Ein Engel des Herrn sagte zu Philippus: Steh auf und zieh nach Süden auf der Straße, die von Jerusalem nach Gaza hinabführt. Sie führt durch eine einsame Gegend. Und er brach auf. Nun war da ein Äthiopier, ein Kämmerer, Hofbeamter der Kandake, der Königin der Äthiopier, der ihren ganzen Schatz verwaltete. Dieser war nach Jerusalem gekommen, um Gott anzubeten, und fuhr jetzt heimwärts. Er saß auf seinem Wagen und las den Propheten Jesaja. Und der Geist sagte zu Philippus: Geh und folge diesem Wagen. Philippus lief hin und hörte ihn den Propheten Jesaja lesen. Da sagte er: Verstehst du auch, was du liest? Jener antwortete: Wie könnte ich es, wenn mich niemand anleitet? Und er bat den Philippus, einzusteigen und neben ihm Platz zu nehmen. Der Abschnitt der Schrift, den er las, lautete: Wie ein Schaf wurde er zum Schlachten geführt; und wie ein Lamm, das verstummt, wenn man es schert, so tat er seinen Mund nicht auf. In der Erniedrigung wurde seine Verurteilung aufgehoben. Seine Nachkommen, wer kann sie zählen? Denn sein Leben wurde von der Erde fortgenommen. Der Kämmerer wandte sich an Philippus und sagte: Ich bitte dich, von wem sagt der Prophet das?
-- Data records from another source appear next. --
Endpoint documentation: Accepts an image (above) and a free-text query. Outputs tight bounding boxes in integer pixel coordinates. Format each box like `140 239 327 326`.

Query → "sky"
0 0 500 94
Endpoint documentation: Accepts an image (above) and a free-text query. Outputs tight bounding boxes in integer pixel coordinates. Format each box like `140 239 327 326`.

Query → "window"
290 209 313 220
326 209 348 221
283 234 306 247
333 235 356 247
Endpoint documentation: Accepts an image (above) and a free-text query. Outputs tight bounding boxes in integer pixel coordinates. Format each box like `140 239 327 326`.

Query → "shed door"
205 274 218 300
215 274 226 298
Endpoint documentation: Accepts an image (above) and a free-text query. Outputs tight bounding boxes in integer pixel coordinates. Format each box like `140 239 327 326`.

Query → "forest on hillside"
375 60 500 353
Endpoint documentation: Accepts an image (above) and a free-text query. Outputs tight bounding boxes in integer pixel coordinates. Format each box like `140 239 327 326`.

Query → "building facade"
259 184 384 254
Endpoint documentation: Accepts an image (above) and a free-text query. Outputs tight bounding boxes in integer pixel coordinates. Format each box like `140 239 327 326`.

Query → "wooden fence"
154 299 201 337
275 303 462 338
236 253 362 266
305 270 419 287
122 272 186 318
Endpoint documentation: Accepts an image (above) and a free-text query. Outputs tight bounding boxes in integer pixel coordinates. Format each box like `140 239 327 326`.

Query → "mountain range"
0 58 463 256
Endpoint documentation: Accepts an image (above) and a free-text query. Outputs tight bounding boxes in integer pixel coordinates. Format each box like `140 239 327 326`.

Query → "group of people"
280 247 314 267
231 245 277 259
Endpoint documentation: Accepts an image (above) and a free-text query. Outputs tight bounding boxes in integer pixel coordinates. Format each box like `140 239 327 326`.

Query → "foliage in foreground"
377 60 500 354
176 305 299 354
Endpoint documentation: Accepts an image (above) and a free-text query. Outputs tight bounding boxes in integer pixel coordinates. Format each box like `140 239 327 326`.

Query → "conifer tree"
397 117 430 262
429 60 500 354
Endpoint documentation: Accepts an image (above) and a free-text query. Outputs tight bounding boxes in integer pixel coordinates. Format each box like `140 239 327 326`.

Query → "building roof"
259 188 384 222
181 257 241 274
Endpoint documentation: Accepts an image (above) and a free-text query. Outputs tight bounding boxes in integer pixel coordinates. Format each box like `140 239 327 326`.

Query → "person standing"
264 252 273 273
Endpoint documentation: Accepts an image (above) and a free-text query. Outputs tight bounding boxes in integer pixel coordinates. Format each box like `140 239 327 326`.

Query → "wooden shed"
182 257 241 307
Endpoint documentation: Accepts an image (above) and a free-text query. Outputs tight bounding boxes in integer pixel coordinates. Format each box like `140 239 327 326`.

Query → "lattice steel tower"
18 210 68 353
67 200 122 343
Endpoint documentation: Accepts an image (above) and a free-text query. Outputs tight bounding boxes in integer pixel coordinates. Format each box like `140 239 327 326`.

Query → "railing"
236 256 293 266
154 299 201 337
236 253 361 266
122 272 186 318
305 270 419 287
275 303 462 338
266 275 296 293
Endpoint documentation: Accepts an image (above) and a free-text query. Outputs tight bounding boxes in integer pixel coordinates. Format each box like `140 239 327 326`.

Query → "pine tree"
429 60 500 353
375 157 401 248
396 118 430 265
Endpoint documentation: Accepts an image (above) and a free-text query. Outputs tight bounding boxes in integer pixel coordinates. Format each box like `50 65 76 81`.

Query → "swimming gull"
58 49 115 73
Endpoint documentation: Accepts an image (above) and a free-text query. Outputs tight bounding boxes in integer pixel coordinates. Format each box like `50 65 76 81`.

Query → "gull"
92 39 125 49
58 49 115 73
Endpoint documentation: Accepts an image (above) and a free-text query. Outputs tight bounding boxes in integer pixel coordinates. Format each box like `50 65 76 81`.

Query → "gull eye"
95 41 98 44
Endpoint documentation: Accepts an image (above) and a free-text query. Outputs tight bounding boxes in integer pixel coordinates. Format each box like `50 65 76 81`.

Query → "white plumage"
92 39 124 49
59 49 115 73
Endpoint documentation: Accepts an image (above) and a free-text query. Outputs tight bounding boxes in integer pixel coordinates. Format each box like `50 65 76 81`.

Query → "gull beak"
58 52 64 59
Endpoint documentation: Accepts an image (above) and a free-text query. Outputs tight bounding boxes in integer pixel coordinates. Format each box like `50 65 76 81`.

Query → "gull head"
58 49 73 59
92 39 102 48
Von sich selbst oder von einem anderen? Da begann Philippus zu reden, und ausgehend von diesem Schriftwort verkündete er ihm das Evangelium von Jesus. Als sie nun weiterzogen, kamen sie zu einer Wasserstelle. Da sagte der Kämmerer: Hier ist Wasser. Was steht meiner Taufe noch im Weg? [] Er ließ den Wagen halten, und beide, Philippus und der Kämmerer, stiegen in das Wasser hinab, und er taufte ihn. Als sie aber aus dem Wasser stiegen, entführte der Geist des Herrn den Philippus. Der Kämmerer sah ihn nicht mehr, und er zog voll Freude weiter. Den Philippus aber sah man in Aschdod wieder. Und er wanderte durch alle Städte und verkündete das Evangelium, bis er nach Cäsarea kam.

 

Halleluja, halleluja, halleluja.

Ein neues Gebot gebe ich euch:
Liebet einander!

Halleluja, halleluja, halleluja.

Auf dem Weg nach Gaza Richtung Süden, im heutigen Palästinensergebiet, ist ein Pilger, der aus Jerusalem kommt, auf dem Heimweg nach Äthiopien unterwegs. Er ist ein Beamter der Kandake, der äthiopischen Königin, und liest in seinem Wagen den Propheten Jesaja. Vom Geist geführt nähert sich Philippus, von dem schon in der gestrigen Lesung die Rede war, und fragt ihn: „Verstehst du auch, was du liest?" Der Äthiopier antwortet ehrlich: „Wie könnte ich es, wenn mich niemand anleitet?" Diese Antwort verdient unsere Aufmerksamkeit, denn sie zeigt uns, was der übliche Weg ist, um zum Glauben zu kommen. Keiner kann sich selbst den Glauben schenken, keiner kann die Heilige Schrift verstehen ohne die Hilfe der Gemeinde, ohne, mit dem Wort des heiligen Augustinus, die Bibel auf dem Schoß der Mutter Kirche zu lesen. Der Äthiopier wollte gerne verstehen, was er las, daher lud er Philippus ein, sich zu ihm zu setzen. Philippus sollte ihn „anleiten", damit seine Gedanken für das Verständnis der Schrift geöffnet werden. Ähnliches geschah bei den traurigen Emmausjüngern auf dem Rückweg in ihr Dorf. Auch sie brauchten einen Fremden, der ihnen die Schrift erklärte. Wir alle brauchen Menschen als Begleiter, damit wir das Evangelium verstehen können. Jeder muss einen Begleiter auf den Wagen seines Lebens holen, um verstehen zu können, wie das Wort Gottes auf das alltägliche Leben zu übertragen ist. Im Glauben kann niemand unabhängig von den anderen sein. Der Äthiopier nahm die Hilfe von Philippus an und hörte auf der ganzen Reise seinen Worten zu. Schließlich ließ er den Wagen anhalten und bat um die Taufe. Er hatte den Abschnitt der Schrift verstanden, jedoch nicht in abstrakter Weise. Deshalb bittet er um die Taufe, damit sich die Schrift auch für ihn erfüllt. Wenn wir den Wagen unseres Lebens anhalten und uns helfen lassen, die Seiten des Evangeliums besser zu verstehen, werden auch wir mit größerer Kraft und Klarheit unseren Weg fortsetzen können. Daher müssen wir uns Tag für Tag vom Wort Gottes führen lassen.